Performs a spell check on a sequence of tokens.

The spelling of each sequence of characters is compared against a dictionary containing deletions of valid words and a dictionary of correct words.

Parameters:
  • tokens (iterable) – An iterable returning sequences of unicode characters.
  • dictionary (unicode) – Path to a base dictionary.
  • deletion_dictionary (unicode) – Path to a deletion dictionary.
Returns:

A dictionary containing a sorted (least to highest edit distance) list of suggestions for each character sequence that is not contained verbatim in the dictionary.

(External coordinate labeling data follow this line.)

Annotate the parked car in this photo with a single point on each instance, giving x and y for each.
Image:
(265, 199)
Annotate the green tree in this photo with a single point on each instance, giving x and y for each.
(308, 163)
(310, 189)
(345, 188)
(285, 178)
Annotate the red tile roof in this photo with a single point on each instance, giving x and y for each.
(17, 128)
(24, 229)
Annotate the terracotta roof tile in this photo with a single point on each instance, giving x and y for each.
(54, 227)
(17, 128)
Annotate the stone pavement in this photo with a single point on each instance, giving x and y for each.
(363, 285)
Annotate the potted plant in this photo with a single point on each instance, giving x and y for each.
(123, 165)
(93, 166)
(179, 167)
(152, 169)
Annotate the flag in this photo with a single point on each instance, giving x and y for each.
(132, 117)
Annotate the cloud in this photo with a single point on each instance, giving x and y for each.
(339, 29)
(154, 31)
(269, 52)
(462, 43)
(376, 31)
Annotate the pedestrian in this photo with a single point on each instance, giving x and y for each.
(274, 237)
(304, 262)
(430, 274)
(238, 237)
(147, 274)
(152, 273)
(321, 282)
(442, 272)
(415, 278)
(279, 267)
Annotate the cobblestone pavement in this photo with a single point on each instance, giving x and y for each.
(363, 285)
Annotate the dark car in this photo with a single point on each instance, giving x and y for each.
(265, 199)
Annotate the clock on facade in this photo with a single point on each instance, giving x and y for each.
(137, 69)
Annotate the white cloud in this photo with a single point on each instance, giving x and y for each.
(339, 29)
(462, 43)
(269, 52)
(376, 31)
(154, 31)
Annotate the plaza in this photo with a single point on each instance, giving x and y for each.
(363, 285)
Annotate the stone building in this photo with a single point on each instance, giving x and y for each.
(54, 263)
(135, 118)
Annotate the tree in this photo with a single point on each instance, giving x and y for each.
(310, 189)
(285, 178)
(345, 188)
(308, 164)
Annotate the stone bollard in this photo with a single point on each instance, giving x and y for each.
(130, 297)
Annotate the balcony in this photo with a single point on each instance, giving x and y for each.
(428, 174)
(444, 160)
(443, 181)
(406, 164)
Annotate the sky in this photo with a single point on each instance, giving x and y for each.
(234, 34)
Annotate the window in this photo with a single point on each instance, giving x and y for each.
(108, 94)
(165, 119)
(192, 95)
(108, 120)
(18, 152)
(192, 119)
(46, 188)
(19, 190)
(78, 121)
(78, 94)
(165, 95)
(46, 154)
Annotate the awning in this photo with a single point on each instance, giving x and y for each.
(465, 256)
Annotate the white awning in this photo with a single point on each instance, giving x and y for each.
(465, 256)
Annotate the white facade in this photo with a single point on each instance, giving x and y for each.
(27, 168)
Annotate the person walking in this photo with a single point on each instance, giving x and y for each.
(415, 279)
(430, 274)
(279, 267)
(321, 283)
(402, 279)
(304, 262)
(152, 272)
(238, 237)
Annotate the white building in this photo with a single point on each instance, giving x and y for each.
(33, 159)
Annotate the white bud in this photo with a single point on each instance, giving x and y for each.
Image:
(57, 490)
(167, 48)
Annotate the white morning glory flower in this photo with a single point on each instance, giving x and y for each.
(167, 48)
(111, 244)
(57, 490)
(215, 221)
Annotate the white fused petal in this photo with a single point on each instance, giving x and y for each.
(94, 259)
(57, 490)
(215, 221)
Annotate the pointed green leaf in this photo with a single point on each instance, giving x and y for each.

Tokens that are not recognized as valid words but don’t have spelling suggestions either will be contained in the result dictionary.

nidaba.lex.tei_spellcheck(facsimile, dictionary, deletion_dictionary, filter_punctuation=False)

Performs a spell check on an TEI XML document.

Each seg element is treated as a single word and spelling corrections will be inserted using a choice tag. Correct words will be untouched and correction candidates will be sorted by edit distance.

Parameters:
  • facsimile (nidaba.tei.TEIFacsimile) – TEIFacsimile object.
  • dictionary (unicode) – Path to a base dictionary.
  • deletion_dictionary (unicode) – Path to a deletion dictionary.
  • filter_punctuation (bool) – Switch to filter punctuation inside segments.
Returns:

A TEIFacsimile object containing the spelling corrections.

nidaba.lex.unique_words_from_files(dirpath, encoding=u'utf-8', normalization=u'NFD')

Create a set of unique words from a directory of text files. All file in the given directory will be parsed.

Parameters:
  • dirpath (unicode) – Absolute path of the directory to enter
  • encoding (unicode) – Encoding to use for decoding the files
  • normalization (unicode) – Normalization format to use
Returns:

Set of words of all files in the directory

Return type:

set

nidaba.lex.uniquewords_with_freq(path, encoding=u'utf-8', normalization=u'NFD')

Read in every word from a file as separated by lines and spaces. Return a counter (behaves like a dictionary) of unique words along with the number of times they occurred.

Parameters:
  • path (unicode) – Absolute path of the file to be read
  • encoding (unicode) – Encoding to use for decoding the file
  • normalization (unicode) – Normalization format to use
Returns:

Contains the frequency of each token

Return type:

Counter

nidaba.lex.words_from_files(dirpath, encoding=u'utf-8', normalization=u'NFD')

Create a dictionary from a directory of text files. All files in the given directory will be parsed.

Parameters:
  • dirpath (unicode) – Absolute path of the directory to enter
  • encoding (unicode) – Encoding to use for decoding the files
  • normalization (unicode) – Normalization format to use
Returns:

List of words of all files in the directory

Return type:

list

nidaba.lock module

nidaba.lock

This module contains an NFS-safe locking method that is hopefully interoperable with anything anybody is going to encounter out there.

class nidaba.lock.lock(locked_file)

Bases: object

A global lock implementation for files on the common storage medium. It is intended to be mainly used on NFS although it should work on any network file system.

acquire()

Acquires a lock on the selected file. Waits until the lock can be acquired except when the directory components of the path does not exist.

release()

Releases the lock on the selected file.

Returns:True if the lock has been releases, False otherwise
Return type:bool

nidaba.merge_hocr module

nidaba.merge_hocr

A naive algorithm merging multiple hOCR output documents into one.

class nidaba.merge_hocr.Rect(ul=(0, 0), lr=(0, 0))

Bases: object

Native python replacement for gameras C++ Rect object.

nidaba.merge_hocr.close_enough(bbox1, bbox2, fudge=0.1)

Roughly matches two bboxes roughly using a fudge factor.

Parameters:
  • bbox1 (Rect) – Rect object of a bounding box.
  • bbox2 (Rect) – Rect object of a bounding box.
  • fudge (float) – Fudge factor to account for slight variations in word boundary detection between segmentation engines.
Returns:

True if the bounding boxes are sufficiently aligned, False otherwise.

Return type:

bool

nidaba.merge_hocr.get_hocr_lines_for_tree(treeIn)
class nidaba.merge_hocr.hocrLine

Bases: object

Dummy class associating lines, words with their text and bboxes.

class nidaba.merge_hocr.hocrWord

Bases: object

Dummy class associating word text with a bbox.

nidaba.merge_hocr.merge(docs, lang, output)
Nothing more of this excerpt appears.